If there’s anything beautiful to come out of this horrible annual environmental disaster we are subjected to, it’s Nebulo.
The app — which is made in Singapore — is also available in Malaysia, Thailand, and Hong Kong. “Nebulo is primarily made as an app to just keep you informed about the haze condition. While there are many existing options out there, we primarily made this app stemming from the frustrations of the lack of an app that just focuses on giving you the numbers at an instant, without requiring you to browse or “hunt” around the screen for your updates,” Duncan Leo, co-founder of Nebulo said.
Together with his friend Jurvis Tan, they’ve created something lovely out of Singapore’s #1 woe, the yearly haze. Nebulo is available on iOS, Android — and the Apple Watch!
Just Tap For Air
The app is simple — it tells you what you need to know about the air we’re inhaling outdoors. The landing page marks the temperature outside and an explanation of what the air quality is like: we’ve been getting ‘The Air Is Bad’ for the last couple of days. No surprises there. Tap the screen and you’ll get more information about the haze reading.
For years, we’ve been plagued by the haze, and every year the same old dispute about the PSI Index arises, together with questions like ‘how can the PSI reading be so low when it looks and smells bad outside’. There is an answer to that: PM2.5.
If you notice, Nebulo chooses to deliberately leave out the one reading we’re familiar with, which is the PSI. Duncan says of this move, “This is partly due to us deciding that PM2.5 was more relevant than PSI for gauging the air quality and also that the 2nd version will no longer have PSI data. However, for countries like Thailand and Malaysia, only PM10 data is available from governments.”
PSI, PM2.5, PM10 — What Is This?
PSI has 6 components: particulate matter (PM10), fine particulate matter (PM2.5), sulphur dioxide (SO2), carbon monoxide (CO), ozone (O3) and nitrogen dioxide (NO2). Most of these pollutants are invisible to the naked eye. The “haze” you see is really made up of PM2.5 and PM10 particles.
So it may be hazy (high PM2.5 and PM10 readings) but it may not be that unhealthy (e.g. low CO2 and NO2 levels). In fact, PM10 is probably the least hazardous pollutant in the PSI, since your mucous and natural filters will prevent it from going very far down your lungs.

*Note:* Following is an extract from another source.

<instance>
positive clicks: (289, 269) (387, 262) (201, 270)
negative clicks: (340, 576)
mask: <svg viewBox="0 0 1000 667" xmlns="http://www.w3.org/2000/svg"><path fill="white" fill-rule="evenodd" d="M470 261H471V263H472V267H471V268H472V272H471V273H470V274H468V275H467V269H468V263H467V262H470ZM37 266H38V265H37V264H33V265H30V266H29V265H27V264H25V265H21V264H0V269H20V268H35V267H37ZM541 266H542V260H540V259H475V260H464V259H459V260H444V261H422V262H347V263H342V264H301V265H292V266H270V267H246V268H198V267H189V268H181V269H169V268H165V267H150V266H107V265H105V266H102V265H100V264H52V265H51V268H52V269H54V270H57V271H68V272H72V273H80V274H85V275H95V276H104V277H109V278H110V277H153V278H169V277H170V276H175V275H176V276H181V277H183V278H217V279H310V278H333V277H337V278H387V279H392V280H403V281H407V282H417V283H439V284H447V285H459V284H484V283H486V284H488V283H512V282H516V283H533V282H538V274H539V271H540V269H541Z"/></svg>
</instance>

“We get our data from the various government websites; Singapore: National Environment Agency (NEA), Malaysia: Department of Environment (DOE), Thailand: Pollution Control Department, Hong Kong: Environmental Protection Department. For Singapore, we did something a little more interesting with the data. Similar to AQICN, which is an air quality website, we convert the PM2.5 data to AQI using algorithms provided by the US EPA,” Duncan explained.
Right now, the interfaces for Android and iOS are different. You get a lot more info on the iOS, but according to Duncan, “A second version is coming out to match the current iOS aesthetic that you can see on the main landing page. This update will also extend support for more regions like Singapore, Malaysia, Thailand and Hong Kong. For iOS, the update is coming sometime in the next week along with iOS 9, there’s going to be various Watch App updates, more specifically supporting third party applications. We’re also looking to improve push notifications for both platforms on our backends.”
If you’re looking forward to more widgets and features on the app, Duncan explained that they are generally more conservative with feature updates because they personally feel that adding unnecessary features to the app might end up defeating the core ethos of this app — one that’s straightforward without having the user browse around too much. Pretty neat.
Hate the haze, but not the app. Looks like we’ll be checking this out frequently in the next few days. Stay safe, everyone!